Explicitly NOT modified by #79:

  • tests/e2e/run.sh — runner integration deferred to #80.
  • scripts/e2e/lib/auth-common.sh — no new helpers needed; the assert libs do not need auth.
  • docs/cli-matrix.md — assertion libs are CLI-agnostic infrastructure (no per-CLI behavior). No parity row required.
  • community-config/** — assertion libs are runtime test code, not shipped skills/agents. The check-components job and the version-bump rule do not apply.
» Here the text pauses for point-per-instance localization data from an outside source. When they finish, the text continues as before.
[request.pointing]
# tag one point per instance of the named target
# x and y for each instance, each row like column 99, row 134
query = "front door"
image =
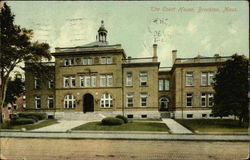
column 88, row 103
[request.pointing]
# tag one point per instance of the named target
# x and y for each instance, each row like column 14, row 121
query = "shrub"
column 112, row 121
column 125, row 119
column 22, row 121
column 5, row 125
column 39, row 116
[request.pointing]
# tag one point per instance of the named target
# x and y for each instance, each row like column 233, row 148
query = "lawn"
column 31, row 126
column 131, row 126
column 213, row 125
column 148, row 119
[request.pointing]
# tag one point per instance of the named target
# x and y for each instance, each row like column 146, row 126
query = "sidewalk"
column 62, row 126
column 175, row 127
column 126, row 136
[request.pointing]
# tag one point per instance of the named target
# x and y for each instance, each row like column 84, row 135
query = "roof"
column 95, row 44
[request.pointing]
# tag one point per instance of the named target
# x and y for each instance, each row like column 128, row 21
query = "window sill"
column 129, row 86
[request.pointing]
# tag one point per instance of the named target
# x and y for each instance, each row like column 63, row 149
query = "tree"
column 231, row 89
column 15, row 88
column 16, row 47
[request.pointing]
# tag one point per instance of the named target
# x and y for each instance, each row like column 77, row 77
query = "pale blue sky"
column 66, row 24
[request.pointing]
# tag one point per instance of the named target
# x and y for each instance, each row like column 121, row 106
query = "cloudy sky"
column 193, row 28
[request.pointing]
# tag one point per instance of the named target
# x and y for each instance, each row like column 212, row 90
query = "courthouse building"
column 99, row 79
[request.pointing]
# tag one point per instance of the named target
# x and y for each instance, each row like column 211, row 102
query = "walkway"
column 175, row 127
column 125, row 136
column 62, row 126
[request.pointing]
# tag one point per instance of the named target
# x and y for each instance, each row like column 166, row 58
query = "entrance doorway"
column 88, row 103
column 164, row 104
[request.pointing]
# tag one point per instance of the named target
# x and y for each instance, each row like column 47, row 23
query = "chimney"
column 154, row 52
column 174, row 55
column 217, row 58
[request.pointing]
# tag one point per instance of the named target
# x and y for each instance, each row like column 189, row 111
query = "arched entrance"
column 88, row 103
column 164, row 104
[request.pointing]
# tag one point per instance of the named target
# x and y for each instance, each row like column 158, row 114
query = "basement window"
column 130, row 116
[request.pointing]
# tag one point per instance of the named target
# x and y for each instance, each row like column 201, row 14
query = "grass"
column 213, row 125
column 31, row 126
column 131, row 126
column 148, row 119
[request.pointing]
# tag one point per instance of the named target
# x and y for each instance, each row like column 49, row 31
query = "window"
column 81, row 81
column 109, row 60
column 144, row 97
column 189, row 99
column 109, row 80
column 106, row 60
column 106, row 101
column 87, row 61
column 93, row 81
column 14, row 106
column 37, row 83
column 103, row 80
column 203, row 100
column 106, row 80
column 37, row 102
column 69, row 81
column 143, row 78
column 129, row 79
column 103, row 60
column 207, row 99
column 204, row 115
column 210, row 78
column 207, row 78
column 68, row 62
column 163, row 85
column 210, row 99
column 50, row 101
column 130, row 116
column 87, row 81
column 203, row 78
column 69, row 101
column 129, row 100
column 189, row 79
column 73, row 81
column 66, row 82
column 51, row 83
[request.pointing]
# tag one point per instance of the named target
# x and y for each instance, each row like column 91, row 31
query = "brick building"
column 100, row 78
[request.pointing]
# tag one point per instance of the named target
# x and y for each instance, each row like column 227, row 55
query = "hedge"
column 35, row 116
column 125, row 120
column 22, row 121
column 112, row 121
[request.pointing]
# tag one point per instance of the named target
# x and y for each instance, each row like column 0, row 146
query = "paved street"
column 62, row 126
column 175, row 127
column 126, row 136
column 65, row 125
column 80, row 149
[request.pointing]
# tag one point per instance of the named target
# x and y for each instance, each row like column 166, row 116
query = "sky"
column 190, row 27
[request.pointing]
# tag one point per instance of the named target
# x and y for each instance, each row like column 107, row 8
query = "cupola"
column 102, row 33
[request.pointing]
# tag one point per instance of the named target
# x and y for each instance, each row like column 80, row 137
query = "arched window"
column 106, row 101
column 164, row 103
column 69, row 101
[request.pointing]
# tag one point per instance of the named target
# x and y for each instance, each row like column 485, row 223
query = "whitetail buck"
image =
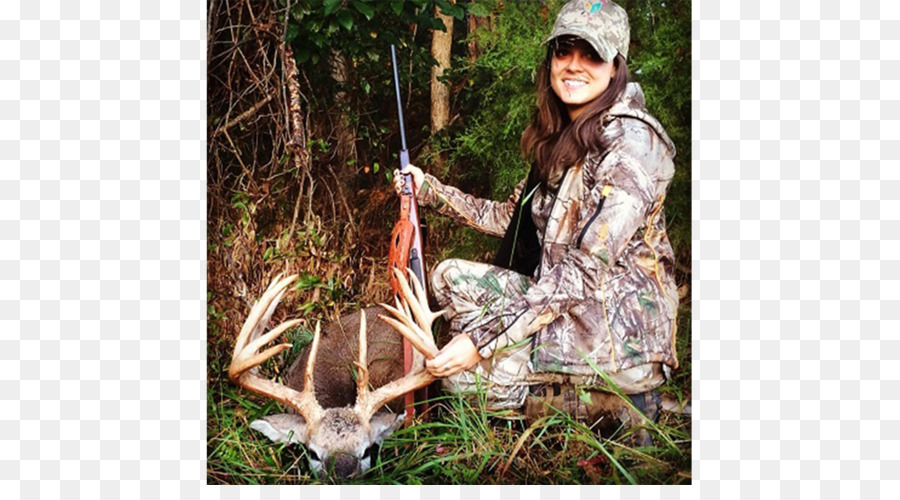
column 339, row 421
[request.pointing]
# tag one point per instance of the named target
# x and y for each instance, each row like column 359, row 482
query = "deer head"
column 339, row 440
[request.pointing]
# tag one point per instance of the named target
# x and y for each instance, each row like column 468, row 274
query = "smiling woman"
column 583, row 287
column 578, row 74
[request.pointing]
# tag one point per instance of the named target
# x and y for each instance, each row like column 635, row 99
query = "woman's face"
column 577, row 74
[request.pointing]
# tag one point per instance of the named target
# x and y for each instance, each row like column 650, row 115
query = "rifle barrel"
column 399, row 101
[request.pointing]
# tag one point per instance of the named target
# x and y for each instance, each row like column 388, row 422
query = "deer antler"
column 246, row 359
column 412, row 319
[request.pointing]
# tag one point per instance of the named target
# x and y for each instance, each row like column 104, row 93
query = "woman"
column 584, row 275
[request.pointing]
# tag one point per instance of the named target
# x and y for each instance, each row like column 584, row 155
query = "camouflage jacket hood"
column 604, row 292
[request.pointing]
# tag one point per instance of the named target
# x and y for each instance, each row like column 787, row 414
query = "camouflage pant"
column 464, row 288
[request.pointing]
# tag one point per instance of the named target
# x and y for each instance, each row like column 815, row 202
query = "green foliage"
column 499, row 97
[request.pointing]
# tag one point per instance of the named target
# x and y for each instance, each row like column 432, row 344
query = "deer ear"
column 282, row 428
column 382, row 425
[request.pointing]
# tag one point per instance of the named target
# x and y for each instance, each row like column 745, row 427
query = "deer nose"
column 344, row 465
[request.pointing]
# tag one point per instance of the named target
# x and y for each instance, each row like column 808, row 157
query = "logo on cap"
column 591, row 8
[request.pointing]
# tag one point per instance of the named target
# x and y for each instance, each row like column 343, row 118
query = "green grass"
column 460, row 442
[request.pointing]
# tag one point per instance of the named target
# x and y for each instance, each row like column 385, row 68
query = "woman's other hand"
column 418, row 178
column 459, row 354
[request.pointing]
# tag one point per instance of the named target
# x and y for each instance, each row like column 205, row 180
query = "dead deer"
column 337, row 417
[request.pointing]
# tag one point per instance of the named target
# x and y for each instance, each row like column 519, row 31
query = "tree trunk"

Reversibility: trivial. Every artifact is additive and gated behind explicit source from a scenario that does not yet exist (scenarios land in #80). Removing the three files would be a clean revert with no downstream consumers.

Sources

  • Issue #79 acceptance criteria — https://github.com/Sfeir/crewrig/issues/79
  • Anthropic Messages API reference — https://platform.claude.com/docs/en/build-with-claude/working-with-messages
  • MemPalace 3.3.5 CLI — verified inline via docker run --rm crewrig/e2e-mempalace:latest mempalace --help (2026-05-23).
  • GNU grep PCRE \p{Emoji} — verified inline against crewrig/e2e-base:latest (2026-05-23).
  • ADR 0001 (e2e Docker images) — docs/adr/0001-e2e-docker-images.md
  • ADR 0002 (e2e auth flow) — docs/adr/0002-e2e-auth-flow.md
  • ADR 0003 (e2e runner + TOML) — docs/adr/0003-e2e-runner-toml.md
  • scripts/e2e/lib/auth-common.sh — helper-naming convention + exit-78 SKIP.
  • tests/e2e/run.sh — scenario exit-code dispatch (lines 298–322).
  • Long-running task convention (drawer payload schema) — 60-tools.mdLong-Running Task Convention.